Lüdenscheid erlebte seit ca. 1850, besonders nach der Reichsgründung 1871 in demjenigen Rahmen, der der kleinen, wirtschaftlich dynamisch aufstrebenden Industriestadt in der Mitte des südwestfälisch-märkischen Industriegürtels vorgegeben war, zahlreiche, sichtbar werdende Schübe der Urbanisierung. Dazu gehörten ein Post- und Gerichtsgebäude, ein Krankenhaus, ein Rathaus, später Gas- und Elektrizitätswerke und schließlich 1910 das Amtshaus für das Amt Lüdenscheid. Während in den Jahrzehnten um die damalige Jahrhundertwende im märkischen Industriegürtel aber technisch-industrielle Entwicklungen globaler Bedeutung von noch heute ungebrochener innovativer Kraft ihren Ausgang nahmen (u. a. Leichtmetallverarbeitung), der Wohlstand sich in der Stadt und im umliegenden Amt Lüdenscheid mehrte, entwickelte sich die kulturelle Infrastruktur der Stadt zögerlich. Erinnerungsorte wie ein städtisches Archiv mit historisch bedeutsamem Büchern, ein Museum oder konservierende Sammlungen gab es nicht. Theatervorstellungen und musikalische Darbietungen von Oper bis Oratorium bis hin zur Kammermusik erwuchsen aus den Initiativen von in Vereinen, auch kirchlich organisierten bürgerlich-wohlhabenden Kreisen oder aus dem Gewinnstreben von Einzelnen. Als Aufführungsorte nutzte man, was bürgerliches Engagement oder Privatleute bzw. Investoren an großzügigeren Versammlungs- und Veranstaltungsorten im 19. Jahrhundert auf den Weg gebracht hatten, ab 1900 auch die 2000 Personen fassende, neuerbaute Schützenhalle der Lüdenscheider Schützengesellschaft. 
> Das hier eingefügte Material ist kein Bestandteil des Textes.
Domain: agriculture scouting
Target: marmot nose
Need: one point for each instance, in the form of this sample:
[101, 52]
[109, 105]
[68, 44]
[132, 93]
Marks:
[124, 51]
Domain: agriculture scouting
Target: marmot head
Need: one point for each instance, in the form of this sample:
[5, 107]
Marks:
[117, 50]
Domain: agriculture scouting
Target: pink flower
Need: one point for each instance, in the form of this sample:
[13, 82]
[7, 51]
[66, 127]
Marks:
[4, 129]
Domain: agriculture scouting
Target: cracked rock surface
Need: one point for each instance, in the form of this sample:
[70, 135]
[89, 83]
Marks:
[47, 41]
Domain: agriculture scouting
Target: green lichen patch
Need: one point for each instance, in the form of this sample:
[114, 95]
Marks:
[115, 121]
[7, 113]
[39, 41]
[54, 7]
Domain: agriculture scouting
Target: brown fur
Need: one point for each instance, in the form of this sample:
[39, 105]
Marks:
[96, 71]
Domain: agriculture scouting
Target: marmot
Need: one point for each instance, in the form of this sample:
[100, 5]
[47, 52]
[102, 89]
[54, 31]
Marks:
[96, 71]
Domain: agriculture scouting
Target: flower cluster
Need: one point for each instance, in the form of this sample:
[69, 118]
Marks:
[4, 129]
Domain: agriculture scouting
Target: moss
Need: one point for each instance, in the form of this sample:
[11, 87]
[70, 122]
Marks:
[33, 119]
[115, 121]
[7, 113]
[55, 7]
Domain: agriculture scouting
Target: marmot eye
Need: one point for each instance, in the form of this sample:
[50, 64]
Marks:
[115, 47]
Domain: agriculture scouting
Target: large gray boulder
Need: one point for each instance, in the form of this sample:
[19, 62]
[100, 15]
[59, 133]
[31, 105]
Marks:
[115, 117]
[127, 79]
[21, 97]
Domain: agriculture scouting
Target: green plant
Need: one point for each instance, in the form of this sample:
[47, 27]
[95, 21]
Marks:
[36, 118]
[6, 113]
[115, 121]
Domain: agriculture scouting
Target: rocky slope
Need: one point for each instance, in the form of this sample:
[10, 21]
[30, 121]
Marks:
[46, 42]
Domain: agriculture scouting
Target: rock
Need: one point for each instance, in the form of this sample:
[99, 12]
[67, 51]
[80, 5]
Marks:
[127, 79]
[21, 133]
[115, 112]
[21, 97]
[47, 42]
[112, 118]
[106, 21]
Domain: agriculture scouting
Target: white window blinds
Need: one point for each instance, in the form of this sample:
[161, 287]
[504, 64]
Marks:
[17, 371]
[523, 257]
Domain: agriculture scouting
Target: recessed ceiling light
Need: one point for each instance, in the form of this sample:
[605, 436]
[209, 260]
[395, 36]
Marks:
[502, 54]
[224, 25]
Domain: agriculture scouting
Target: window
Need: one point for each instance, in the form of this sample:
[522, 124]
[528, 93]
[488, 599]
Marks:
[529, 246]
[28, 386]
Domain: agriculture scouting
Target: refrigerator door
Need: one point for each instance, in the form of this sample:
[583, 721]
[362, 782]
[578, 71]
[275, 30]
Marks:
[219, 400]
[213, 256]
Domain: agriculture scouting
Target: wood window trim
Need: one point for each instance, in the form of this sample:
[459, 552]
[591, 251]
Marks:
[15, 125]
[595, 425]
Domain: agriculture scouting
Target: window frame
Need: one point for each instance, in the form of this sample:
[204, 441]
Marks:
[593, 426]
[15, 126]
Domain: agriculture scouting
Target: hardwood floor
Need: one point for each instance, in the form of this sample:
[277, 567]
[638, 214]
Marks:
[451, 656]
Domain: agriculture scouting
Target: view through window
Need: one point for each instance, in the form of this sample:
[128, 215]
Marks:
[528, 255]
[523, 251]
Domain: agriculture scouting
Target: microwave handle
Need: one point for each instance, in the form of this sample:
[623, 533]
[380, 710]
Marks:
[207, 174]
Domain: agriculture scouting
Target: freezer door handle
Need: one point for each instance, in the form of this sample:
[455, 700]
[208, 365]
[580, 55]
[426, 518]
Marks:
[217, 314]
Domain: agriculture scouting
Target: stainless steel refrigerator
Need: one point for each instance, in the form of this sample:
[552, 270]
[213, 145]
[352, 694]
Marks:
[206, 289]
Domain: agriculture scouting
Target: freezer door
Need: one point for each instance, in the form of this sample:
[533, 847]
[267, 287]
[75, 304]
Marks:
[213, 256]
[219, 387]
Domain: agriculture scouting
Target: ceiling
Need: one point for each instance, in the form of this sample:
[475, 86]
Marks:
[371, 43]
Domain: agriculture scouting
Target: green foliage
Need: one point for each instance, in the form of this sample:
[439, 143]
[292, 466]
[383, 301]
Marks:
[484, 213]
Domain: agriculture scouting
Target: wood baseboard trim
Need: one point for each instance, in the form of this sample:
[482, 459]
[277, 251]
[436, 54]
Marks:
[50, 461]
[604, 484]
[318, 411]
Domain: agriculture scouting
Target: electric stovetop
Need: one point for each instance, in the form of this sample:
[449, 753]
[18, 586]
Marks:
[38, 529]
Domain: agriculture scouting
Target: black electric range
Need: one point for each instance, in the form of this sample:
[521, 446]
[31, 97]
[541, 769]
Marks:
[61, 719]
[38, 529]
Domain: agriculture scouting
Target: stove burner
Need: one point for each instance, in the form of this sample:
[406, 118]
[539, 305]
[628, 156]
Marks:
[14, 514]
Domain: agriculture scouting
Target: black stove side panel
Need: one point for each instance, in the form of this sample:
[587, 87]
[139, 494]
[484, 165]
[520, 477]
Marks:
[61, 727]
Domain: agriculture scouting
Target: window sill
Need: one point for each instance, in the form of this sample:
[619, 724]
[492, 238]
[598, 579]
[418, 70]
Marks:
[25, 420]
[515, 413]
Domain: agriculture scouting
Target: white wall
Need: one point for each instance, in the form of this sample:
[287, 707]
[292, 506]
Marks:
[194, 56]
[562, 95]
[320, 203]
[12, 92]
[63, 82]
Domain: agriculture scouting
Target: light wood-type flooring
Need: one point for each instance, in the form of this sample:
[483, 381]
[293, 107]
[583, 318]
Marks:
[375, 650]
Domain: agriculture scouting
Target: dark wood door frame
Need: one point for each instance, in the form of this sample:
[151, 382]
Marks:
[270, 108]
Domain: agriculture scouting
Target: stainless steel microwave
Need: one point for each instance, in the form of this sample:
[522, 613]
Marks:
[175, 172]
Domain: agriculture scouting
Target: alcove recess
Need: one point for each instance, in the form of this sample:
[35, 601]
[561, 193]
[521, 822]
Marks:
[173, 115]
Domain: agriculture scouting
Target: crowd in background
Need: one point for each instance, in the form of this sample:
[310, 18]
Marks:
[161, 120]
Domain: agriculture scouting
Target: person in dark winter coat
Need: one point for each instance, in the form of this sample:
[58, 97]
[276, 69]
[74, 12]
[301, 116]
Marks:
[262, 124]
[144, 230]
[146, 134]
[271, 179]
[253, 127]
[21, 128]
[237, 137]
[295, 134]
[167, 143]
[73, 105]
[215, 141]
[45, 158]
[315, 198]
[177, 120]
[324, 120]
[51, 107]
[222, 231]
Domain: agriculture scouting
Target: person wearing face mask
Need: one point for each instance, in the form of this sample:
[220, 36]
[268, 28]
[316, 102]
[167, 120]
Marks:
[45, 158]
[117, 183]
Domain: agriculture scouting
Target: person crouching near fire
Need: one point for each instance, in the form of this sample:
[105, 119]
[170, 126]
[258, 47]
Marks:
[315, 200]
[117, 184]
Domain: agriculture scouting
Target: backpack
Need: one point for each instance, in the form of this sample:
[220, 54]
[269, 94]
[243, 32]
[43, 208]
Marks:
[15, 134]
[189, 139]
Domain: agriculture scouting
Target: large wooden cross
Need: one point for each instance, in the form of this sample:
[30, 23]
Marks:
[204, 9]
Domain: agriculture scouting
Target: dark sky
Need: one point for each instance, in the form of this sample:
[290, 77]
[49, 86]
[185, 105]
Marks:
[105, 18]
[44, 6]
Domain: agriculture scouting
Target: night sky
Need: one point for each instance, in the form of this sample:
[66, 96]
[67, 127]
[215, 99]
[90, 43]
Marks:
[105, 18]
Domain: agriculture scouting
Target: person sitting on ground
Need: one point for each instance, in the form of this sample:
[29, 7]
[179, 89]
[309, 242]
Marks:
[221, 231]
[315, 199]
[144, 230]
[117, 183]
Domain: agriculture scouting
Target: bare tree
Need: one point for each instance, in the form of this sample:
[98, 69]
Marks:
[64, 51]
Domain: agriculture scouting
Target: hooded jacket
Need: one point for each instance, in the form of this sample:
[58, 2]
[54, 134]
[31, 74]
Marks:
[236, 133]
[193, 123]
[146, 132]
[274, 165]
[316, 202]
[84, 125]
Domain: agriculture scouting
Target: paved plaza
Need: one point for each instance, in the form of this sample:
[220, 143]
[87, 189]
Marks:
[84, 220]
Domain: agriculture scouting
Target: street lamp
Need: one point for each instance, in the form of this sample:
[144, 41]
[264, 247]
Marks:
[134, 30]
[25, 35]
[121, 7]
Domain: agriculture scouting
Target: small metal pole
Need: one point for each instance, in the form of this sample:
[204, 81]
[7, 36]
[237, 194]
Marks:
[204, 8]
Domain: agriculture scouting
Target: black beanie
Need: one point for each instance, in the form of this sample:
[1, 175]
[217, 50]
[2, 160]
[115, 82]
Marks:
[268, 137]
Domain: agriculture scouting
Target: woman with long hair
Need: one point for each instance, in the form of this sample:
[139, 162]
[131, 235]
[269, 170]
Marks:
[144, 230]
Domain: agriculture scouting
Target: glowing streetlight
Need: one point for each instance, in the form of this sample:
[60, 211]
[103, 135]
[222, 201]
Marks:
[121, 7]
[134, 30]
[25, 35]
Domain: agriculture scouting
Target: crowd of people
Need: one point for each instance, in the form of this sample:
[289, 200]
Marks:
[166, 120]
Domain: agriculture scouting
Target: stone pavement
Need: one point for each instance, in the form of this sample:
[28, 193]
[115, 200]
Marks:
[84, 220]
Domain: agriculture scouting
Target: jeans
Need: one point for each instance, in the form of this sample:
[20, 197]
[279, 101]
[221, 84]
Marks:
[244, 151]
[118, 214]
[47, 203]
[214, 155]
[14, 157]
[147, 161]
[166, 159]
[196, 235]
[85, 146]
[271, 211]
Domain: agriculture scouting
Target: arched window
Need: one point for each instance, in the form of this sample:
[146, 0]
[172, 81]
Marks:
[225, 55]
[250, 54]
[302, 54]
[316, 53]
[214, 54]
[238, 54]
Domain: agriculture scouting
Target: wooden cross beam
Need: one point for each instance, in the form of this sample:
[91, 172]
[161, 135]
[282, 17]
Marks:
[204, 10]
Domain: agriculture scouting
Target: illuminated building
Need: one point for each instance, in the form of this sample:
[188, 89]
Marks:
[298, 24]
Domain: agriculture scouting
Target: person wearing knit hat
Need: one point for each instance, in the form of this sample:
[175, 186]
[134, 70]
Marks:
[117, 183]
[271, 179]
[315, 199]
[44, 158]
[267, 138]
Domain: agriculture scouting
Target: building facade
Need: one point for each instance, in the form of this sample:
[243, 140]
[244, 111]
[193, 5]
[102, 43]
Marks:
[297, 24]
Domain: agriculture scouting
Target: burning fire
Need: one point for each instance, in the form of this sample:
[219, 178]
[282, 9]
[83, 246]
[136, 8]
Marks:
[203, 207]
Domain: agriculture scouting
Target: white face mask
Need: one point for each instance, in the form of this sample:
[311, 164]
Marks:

Beschränkt man den Blick auf Oper und Konzert, Theater, Kammermusik und ‚Bühnen-Amüsement‘ aller Art, so ist die Aufzählung Lüdenscheider Spielstätten, Initiativen und Organisationen – ausdrücklich verbunden mit der Absicht der Auflistung wirklich bedeutsamer kultureller Ereignisse und relevanter Personen seit 1900 bis zur Eröffnung des Kulturhauses 1981 – mit großen Schwierigkeiten verbunden. Das ist deshalb der Fall, weil Unterschiedliches und vieles, keineswegs an einem einzigen Ort Veranstaltetes zusammengeführt werden müsste. Zudem stellt man bei der Durchsicht der Überlieferung fest, dass perspektivisch interessante Initiativen an unterschiedlichen Spielorten wiederholt abgebrochen und nicht weiterverfolgt wurden. Wichtiger noch: Im historischen Gedächtnis der Stadt hat sich nur eine diffuse, jedenfalls nicht allgemein geteilte, sich auf ganz wenige Sachverhalte beschränkende Erinnerung davon ausgebildet, was vor der Eröffnung des Kulturhauses als wichtiges kulturelles Ereignis, als bedeutsame kulturförderliche Struktur bezeichnet werden könnte. Weit Zurückliegendes ist nicht einmal auf den richtigen Begriff gebracht worden. 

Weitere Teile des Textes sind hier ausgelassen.